Figure 2. The approximate relative coverage and size of selected digital libraries described in the section Digital Libraries, DOIs, and URIs, and summarised in Table 1.

Of all the libraries described, Google Scholar probably has the widest coverage. However, it is currently not clear exactly how much information Google indexes, what the criteria are for inclusion in the index, and whether it subsumes other digital libraries in the way shown in the figure. Note: the size of sets (circles) in this diagram is NOT proportional to their size, and DBLP, Scopus, and arXiv are shown as a single set for clarity rather than correctness.

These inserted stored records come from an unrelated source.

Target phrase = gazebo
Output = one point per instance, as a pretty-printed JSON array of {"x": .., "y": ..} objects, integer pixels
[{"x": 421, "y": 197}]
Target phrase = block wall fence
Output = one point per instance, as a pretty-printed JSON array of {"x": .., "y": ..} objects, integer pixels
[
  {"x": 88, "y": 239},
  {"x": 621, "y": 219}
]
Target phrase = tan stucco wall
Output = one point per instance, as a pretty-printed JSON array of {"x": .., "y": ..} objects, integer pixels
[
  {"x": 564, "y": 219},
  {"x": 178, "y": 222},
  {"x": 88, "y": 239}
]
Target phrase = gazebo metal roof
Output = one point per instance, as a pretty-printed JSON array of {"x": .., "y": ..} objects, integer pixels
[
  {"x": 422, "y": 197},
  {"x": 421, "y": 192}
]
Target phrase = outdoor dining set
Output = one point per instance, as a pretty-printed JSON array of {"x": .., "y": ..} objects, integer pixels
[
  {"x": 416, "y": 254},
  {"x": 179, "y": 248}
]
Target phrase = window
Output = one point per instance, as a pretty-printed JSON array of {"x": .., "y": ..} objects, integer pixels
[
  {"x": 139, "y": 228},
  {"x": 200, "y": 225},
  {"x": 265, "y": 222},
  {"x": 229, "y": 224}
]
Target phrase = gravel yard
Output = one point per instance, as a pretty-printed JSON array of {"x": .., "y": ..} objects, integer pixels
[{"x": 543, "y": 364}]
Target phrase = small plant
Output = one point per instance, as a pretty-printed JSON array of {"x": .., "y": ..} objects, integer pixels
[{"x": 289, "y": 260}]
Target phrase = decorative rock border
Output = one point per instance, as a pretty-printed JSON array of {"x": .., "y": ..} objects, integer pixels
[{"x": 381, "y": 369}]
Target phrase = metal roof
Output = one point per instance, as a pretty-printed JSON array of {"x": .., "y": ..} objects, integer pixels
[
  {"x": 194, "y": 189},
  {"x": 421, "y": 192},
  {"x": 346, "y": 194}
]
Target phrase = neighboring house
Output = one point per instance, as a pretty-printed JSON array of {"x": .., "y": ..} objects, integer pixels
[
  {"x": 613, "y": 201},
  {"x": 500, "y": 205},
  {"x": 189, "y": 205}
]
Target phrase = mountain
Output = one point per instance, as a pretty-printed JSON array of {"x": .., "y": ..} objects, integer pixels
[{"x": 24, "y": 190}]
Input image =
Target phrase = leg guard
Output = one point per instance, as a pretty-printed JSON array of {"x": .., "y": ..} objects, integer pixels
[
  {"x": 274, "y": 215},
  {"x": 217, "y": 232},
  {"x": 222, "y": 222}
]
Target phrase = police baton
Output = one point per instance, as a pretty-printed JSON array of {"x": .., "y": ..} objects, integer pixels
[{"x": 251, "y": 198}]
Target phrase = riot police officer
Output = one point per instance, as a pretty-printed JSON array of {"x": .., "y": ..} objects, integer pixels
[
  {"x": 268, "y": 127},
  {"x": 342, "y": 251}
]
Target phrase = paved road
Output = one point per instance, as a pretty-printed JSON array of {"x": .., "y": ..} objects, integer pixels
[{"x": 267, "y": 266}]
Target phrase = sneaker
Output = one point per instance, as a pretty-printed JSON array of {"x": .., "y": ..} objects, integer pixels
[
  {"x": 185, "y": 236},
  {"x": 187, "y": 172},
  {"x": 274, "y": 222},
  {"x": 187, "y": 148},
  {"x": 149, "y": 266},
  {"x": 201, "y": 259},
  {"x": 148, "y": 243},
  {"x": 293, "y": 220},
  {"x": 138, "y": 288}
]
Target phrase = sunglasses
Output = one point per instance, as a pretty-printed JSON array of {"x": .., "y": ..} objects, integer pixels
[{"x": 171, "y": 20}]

doi:10.1371/journal.pcbi.1000204.g002

The ACM Digital Library.

The Association for Computing Machinery (ACM), probably best known for the Turing award, makes their digital library available on the Web [64]. The library currently contains more than 54,000 articles from 30 journals and 900 conference proceedings dating back to 1947, focusing primarily on computer science. Like many other large publishers, the ACM uses Digital Object Identifiers (DOI) to identify publications. So, for example, a publication on scientific workflows [65] from the 16th International World Wide Web Conference (WWW2007) is identified by the Digital Object Identifier DOI:10.1145/1242572.1242705. The last part of the DOI can be used in ACM-style URIs as follows: http://portal.acm.org/citation.cfmdoid12​42572.1242705. Metadata for publications in the ACM digital library are available from URIs in the style above as EndNote [66] and BibTeX formats; the latter is used in the LaTeX document preparation system [67].

IEEE Xplore.

The Institute of Electrical and Electronics Engineers (IEEE) provides access to its technical literature in electrical engineering, computer science, and electronics, through a service called Xplore [68]. The exact size of the Xplore archive is not currently described anywhere on the IEEE Web site. Xplore identifies publications using Digital Object Identifiers that are supplemented with a proprietary IEEE scheme for identifying publications. So, for example, a publication on text-mining [69] in IEEE/ACM Transactions on Computational Biology and Bioinformatics is identified by both the Digital Object Identifier DOI:10.1109/TBME.2007.906494 and an internal IEEE identifier 1416852. These identifiers can be used in URIs as follows: http://dx.doi.org/10.1109/TBME.2007.9064​94 and http://ieeexplore.ieee.org/search/wrappe​r.jsparnumber1416852. Metadata for publications in IEEE Xplore are available from URIs in the style above in EndNote, Procite, and Refman. Alternatively, publication metadata are available by using a DOI resolver such as CrossRef. Currently, the IEEE offers limited facilities for its registered members to build a personal library and to share this with other users.

DBLP.

The Digital Bibliography and Library Project (DBLP) [70],[71], created by Michael Ley, provides an index of peer-reviewed publications in computer science. Recently, DBLP has started to index many popular journals with significant computational biology content such as Bioinformatics and Nucleic Acids Research, and currently indexes about 900,000 articles, with links out to full text, labeled EE for electronic edition. Thus an article by Russ Altman on building biological databases [72] is identified by the URI http://dblp.uni-trier.de/rec/bibtex/jour​nals/bib/Altman04. Metadata for publications in DBLP are available in BibTeX format only. Unlike some libraries that we describe later, DBLP is built largely by hand [71], rather than by bots and crawlers indexing Web pages without human intervention. One of the consequences of this is that authors are disambiguated more accurately [73], e.g., where an author's middle initial(s) is not used or alternative first names appear in metadata. This kind of author disambiguation is particularly relevant to the naming conventions in some countries [74].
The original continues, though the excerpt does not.